XXVIII.2 That the laws of the barbarians were all personal

It is a dis­tin­gui­shing cha­rac­ter of these laws of the bar­ba­rians that they were not atta­ched to a cer­tain ter­ri­tory : the Frank was jud­ged by the law of the Franks, the Germans by the law of the Germans, the Burgundian by the law of the Burgundians, the Roman by Roman law ; and far from attemp­ting in those times to make the laws of the conque­ring peo­ples uni­form, they did not even think of making them­sel­ves the legis­la­tors of the conque­red peo­ple.

I find the ori­gin of this in the ways of the Germanic peo­ples.
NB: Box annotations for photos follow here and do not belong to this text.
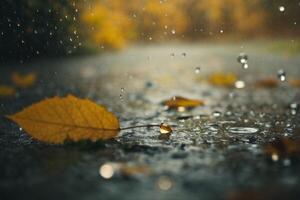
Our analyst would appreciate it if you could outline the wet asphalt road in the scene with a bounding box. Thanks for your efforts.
[0,42,300,200]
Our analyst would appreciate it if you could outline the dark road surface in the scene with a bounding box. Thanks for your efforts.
[0,43,300,200]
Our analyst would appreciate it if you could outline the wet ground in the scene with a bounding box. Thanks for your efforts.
[0,43,300,200]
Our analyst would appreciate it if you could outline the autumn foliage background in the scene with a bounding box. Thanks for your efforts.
[0,0,300,61]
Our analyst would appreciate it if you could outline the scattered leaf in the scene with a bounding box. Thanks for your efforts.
[289,79,300,87]
[162,96,204,109]
[0,85,16,97]
[256,78,278,88]
[207,73,237,87]
[8,95,119,143]
[159,123,172,134]
[158,123,173,140]
[11,72,36,88]
[264,138,300,155]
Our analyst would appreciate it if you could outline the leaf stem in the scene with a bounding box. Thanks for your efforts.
[119,124,160,131]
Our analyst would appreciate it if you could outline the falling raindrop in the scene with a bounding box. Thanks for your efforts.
[195,67,200,74]
[278,6,285,12]
[271,153,279,162]
[242,63,249,69]
[290,103,298,109]
[277,69,286,82]
[156,176,172,191]
[237,53,248,64]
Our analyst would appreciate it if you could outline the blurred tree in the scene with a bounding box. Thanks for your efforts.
[0,0,79,62]
[0,0,300,62]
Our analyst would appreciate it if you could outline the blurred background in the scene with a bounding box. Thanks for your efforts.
[0,0,300,63]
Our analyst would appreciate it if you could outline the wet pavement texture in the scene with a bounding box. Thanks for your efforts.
[0,44,300,200]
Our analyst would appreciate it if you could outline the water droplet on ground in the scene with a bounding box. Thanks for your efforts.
[195,67,200,74]
[277,69,286,82]
[234,80,246,89]
[228,127,258,134]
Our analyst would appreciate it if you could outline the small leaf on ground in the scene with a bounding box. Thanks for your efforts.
[8,95,119,143]
[162,96,204,109]
[0,85,16,97]
[11,72,36,88]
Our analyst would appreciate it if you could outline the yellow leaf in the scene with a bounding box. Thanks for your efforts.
[0,85,16,97]
[8,95,119,143]
[162,96,204,109]
[159,123,172,134]
[208,73,237,87]
[11,72,36,88]
[256,78,278,88]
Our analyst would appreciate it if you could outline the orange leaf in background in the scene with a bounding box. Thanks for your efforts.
[11,72,36,88]
[289,79,300,87]
[120,164,150,176]
[264,138,300,155]
[207,73,237,87]
[162,96,204,109]
[0,85,16,97]
[8,95,119,143]
[255,78,278,88]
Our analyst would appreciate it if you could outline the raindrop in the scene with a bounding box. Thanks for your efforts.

These nations were divi­ded by mar­shes, lakes, and forests ; we even see in Cæsar that they liked to sepa­rate.1 Their fear of the Romans brought them toge­ther again ; each man in these mixed nations was to be jud­ged by the prac­ti­ces and cus­toms of his own nation. All of these peo­ples taken sepa­ra­tely were free and inde­pen­dent, and when they were inter­mixed, the inde­pen­dence still remai­ned : the home­land was com­mon, and the repu­blic sepa­rate ; the ter­ri­tory was the same and the nations diverse. The spi­rit of per­so­nal laws was the­re­fore among these peo­ples before they left home, and they took it with them in their conquests.

We find this prac­tice esta­bli­shed in the for­mu­las of Marculfus,2 in the codes of bar­ba­rian laws, espe­cially in law of the Ripuairians, in the decrees of the kings of the first dynasty,3 whence derive the capi­tu­la­ries made on that sub­ject in the second.4 Children fol­lo­wed the law of their father, wives5 that of their hus­band, widows6 retur­ned to their own law, freed men7 had that of their patron. Furthermore, each could take the law he wished ; the cons­ti­tu­tion of Lotharius I requi­red that this choice be made public.8

De bello gallico, book VI.

Book 1, formulary 8.

Clotaire’s of the year 560 in edition of the capitularies of Baluze, vol. I, art. 4, ibid. in fine.

Capitulary appended to Leges Langobardoroum, book I, tit. 25, ch. lxxi ; book II, tit. 41, ch. vii, and tit. 56, chap. i–ii.

Ibid., book II, tit. 7, ch. i.

Ibid., ch. ii.

Ibid., book II, tit. 35, ch. ii.

In Leges Langobardoroum, book II, tit. 57.